Corn became so prevalent early on that it was used as currency. Initially, food only for the lowly, corn moved up during the Industrial Revolution to the finest dining halls and family tables.
Industry and circumstances played major roles in the rise of prominence. The plow allowed farmers to increase the size of their planted acreages, and this coincided with the expansion of our railroads which allowed greater dispersal of the product. Further, the canning industry provided a means for the product to be transported anywhere and avoid spoiling for great periods of time. Even with such a rapid spread, it still took at least another half-century before corn made its way to the center of our diet.

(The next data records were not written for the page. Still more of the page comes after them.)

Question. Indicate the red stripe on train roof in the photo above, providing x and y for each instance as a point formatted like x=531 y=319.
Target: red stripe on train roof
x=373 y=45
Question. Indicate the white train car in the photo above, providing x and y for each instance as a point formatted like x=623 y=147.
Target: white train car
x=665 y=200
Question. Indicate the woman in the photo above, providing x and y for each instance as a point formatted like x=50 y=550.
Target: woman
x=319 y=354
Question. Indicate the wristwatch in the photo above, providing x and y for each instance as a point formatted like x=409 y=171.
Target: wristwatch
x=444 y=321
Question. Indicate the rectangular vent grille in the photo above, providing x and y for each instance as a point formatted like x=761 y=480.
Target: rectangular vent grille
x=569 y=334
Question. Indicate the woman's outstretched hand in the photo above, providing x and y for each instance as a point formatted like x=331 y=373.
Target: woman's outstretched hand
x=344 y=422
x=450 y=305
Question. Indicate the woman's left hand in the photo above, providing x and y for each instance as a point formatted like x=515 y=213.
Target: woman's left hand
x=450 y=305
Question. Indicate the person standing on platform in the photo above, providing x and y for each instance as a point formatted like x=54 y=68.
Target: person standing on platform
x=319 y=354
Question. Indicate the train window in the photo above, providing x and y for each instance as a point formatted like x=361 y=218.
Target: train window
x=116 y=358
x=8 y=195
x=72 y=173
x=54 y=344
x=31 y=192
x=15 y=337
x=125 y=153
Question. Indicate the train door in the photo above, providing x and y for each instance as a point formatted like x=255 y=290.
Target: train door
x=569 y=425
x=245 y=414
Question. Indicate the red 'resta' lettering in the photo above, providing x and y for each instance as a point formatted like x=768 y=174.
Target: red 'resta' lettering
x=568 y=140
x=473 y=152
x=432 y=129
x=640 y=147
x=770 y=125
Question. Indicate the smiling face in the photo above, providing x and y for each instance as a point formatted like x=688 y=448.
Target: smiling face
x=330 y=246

Hybrid species that were larger, had more ears per stalk, and stalks that could be grown closer together, combine with synthetic fertilizers and improved mechanical equipment allowed exponential growth. Bushels produced per acre grew from a little over 20 in 1865 to over 160 by 2010.
In 2019, U.S. farmers planted 91.7 million acres of corn, according to the National Agricultural Statistics Service (NASS). That’s about 69 million football fields of corn, far more acres than the next largest crop, soybeans, according to the United States Department of Agriculture.
About a third of America’s corn crop is used for feeding cattle, hogs, and poultry in the U.S. Corn provides the “carbs” in animal feed, while soybeans provide the protein. Just over a third of the corn crop is used to make ethanol, which serves as a renewable fuel additive to gasoline. The rest of the corn crop is used for human food, beverages, and industrial uses in the U.S., or exported to other countries for food or feed use, the USDA reports.